Shapiro, professor of English and comparative literature at Columbia University, was awarded the 25,000-pound ($31,000) prize at a celebratory dinner in Edinburgh, Scotland.
Shapiro said it was “extraordinarily gratifying” that the book is still read and recommended, almost 20 years after it was first published.
“I hated Shakespeare in high school,” said Shapiro, now regarded as one of America’s leading Shakespearean scholars. “(I) wanted to write a book for people who, like me, didn’t necessarily get what this writer and his books were about.
“I think that’s one of the reasons why this book still has legs.”
The nonfiction award — launched in 1999 and known until 2015 as the Samuel Johnson Prize — celebrates English-language books from any country in the fields of current affairs, history, politics, science, sport, travel, biography, autobiography and the arts.

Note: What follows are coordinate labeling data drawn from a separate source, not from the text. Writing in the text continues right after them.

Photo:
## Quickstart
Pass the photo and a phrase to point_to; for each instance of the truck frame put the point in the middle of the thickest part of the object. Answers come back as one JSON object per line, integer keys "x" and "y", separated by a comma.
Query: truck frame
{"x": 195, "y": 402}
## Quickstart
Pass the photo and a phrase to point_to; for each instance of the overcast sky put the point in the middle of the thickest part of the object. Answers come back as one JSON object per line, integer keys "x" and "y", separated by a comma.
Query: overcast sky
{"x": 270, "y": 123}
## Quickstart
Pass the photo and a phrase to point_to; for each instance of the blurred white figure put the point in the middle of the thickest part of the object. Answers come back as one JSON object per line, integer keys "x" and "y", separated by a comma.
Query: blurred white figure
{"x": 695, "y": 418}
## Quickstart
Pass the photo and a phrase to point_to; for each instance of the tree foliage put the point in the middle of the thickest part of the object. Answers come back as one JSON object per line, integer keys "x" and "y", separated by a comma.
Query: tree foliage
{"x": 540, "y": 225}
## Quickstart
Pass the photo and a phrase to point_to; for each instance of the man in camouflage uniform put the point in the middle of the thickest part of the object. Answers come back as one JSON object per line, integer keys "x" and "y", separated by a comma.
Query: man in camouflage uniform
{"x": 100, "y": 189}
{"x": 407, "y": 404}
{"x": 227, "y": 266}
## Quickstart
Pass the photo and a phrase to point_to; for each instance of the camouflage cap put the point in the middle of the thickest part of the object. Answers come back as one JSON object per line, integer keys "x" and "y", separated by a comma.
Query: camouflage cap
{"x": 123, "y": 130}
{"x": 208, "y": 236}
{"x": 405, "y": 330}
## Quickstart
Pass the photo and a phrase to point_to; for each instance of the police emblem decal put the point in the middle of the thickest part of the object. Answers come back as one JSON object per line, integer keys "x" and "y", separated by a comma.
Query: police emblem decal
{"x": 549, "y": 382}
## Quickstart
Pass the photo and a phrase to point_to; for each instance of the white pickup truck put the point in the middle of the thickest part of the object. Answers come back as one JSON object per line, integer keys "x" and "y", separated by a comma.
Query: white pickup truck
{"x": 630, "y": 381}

It has been credited with bringing an eclectic slate of fact-based books to a wider audience.
Shapiro’s book, which won the prize in 2006, explores Shakespeare’s life in teeming Tudor London in the year he turned 35, completed “Henry V,” wrote “Julius Caesar” and “As You Like It” and produced the first draft of “Hamlet,” widely regarded as his greatest play.
“The book is really about how Shakespeare became Shakespeare,” Shapiro told The Associated Press.

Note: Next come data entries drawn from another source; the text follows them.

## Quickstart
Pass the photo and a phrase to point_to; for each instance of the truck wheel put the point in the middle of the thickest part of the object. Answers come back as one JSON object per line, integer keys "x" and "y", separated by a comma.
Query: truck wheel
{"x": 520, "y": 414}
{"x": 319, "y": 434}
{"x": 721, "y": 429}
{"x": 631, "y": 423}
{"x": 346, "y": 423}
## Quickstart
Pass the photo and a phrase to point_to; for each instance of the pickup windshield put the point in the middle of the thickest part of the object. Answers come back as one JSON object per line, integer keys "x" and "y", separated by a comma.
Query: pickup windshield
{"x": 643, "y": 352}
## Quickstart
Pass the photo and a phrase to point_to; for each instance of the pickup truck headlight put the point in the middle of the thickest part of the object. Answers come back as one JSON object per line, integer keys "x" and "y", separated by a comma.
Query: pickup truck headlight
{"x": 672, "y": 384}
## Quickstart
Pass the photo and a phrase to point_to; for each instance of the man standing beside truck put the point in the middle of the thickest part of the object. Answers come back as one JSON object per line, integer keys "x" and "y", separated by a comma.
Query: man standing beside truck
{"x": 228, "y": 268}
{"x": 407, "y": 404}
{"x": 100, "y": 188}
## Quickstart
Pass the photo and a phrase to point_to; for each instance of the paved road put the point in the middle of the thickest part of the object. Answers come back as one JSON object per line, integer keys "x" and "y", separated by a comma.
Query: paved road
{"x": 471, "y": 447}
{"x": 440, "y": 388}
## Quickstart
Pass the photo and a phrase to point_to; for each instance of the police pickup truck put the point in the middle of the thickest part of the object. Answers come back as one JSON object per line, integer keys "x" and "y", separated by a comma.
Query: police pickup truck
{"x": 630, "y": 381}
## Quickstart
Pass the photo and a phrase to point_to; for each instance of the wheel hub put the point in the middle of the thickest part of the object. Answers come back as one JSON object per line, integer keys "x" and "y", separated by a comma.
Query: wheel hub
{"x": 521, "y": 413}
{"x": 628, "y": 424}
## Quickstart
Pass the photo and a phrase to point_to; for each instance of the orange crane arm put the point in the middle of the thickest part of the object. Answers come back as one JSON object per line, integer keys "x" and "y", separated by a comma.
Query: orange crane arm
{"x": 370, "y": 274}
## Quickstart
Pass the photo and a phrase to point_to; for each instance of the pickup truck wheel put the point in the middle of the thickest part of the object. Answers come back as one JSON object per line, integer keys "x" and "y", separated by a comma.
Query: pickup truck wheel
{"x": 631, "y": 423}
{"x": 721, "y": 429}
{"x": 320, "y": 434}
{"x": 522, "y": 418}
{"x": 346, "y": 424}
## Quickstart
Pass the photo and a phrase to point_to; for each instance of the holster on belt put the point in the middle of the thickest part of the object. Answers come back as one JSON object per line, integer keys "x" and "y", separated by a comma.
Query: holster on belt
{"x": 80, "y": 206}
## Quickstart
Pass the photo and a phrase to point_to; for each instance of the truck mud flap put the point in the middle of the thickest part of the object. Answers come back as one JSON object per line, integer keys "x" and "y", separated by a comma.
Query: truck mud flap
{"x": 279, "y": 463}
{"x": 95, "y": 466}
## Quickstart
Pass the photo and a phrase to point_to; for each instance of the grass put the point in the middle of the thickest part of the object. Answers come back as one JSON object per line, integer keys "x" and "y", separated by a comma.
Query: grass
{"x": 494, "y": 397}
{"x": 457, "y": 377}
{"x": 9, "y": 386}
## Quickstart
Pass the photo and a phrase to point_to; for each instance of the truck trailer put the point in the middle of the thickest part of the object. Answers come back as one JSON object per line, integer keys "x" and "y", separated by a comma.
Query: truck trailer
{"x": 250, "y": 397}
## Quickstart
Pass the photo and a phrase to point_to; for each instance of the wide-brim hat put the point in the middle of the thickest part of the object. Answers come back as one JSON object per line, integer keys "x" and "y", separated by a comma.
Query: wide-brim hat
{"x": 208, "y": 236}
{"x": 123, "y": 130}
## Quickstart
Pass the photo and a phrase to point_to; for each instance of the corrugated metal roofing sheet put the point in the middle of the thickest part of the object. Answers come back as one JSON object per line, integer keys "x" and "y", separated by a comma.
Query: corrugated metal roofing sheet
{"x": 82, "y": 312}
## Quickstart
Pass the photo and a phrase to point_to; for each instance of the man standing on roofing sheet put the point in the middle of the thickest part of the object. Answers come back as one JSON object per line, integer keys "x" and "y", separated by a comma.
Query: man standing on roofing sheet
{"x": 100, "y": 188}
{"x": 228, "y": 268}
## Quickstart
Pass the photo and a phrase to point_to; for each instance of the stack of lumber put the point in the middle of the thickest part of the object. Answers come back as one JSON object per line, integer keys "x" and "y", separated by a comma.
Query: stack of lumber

The author has said that winning the original award in 2006 changed his life, by giving him the chance to work with theater troupes including the Royal Shakespeare Company, which in turn changed his understanding of Shakespeare.
“Actors care about Shakespeare probably more than anyone else does, and they love the book,” Shapiro said. “And that is always one of the great rewarding thigs for me.
“You’re talking to a very lucky writer whose book found him as much as he found the book.”
Author and academic Sarah Churchwell, one of the four prize judges, said Shapiro’s book “does so many things remarkably well.”
It’s “a biography of one of the greatest writers who ever lived, about whom we know almost nothing,” she said, and “a biography of the mind of a genius at work.”
Churchwell said the judges “felt it was important the book that won showed what creative nonfiction can do.”
“1599” beat five other books, including British writer Craig Brown’s “One Two Three Four: The Beatles in Time,” Canadian author Wade Davis’ mountaineering odyssey “Into the Silence” and Canadian Margaret MacMillan’s history of the post-World War I peace talks, “Paris 1919.”
The two other finalists were American: Barbara Demick, for “Nothing to Envy: Real Lives in North Korea,” and Patrick Radden Keefe for opioid expose “Empire of Pain: The Secret History of the Sackler Dynasty.”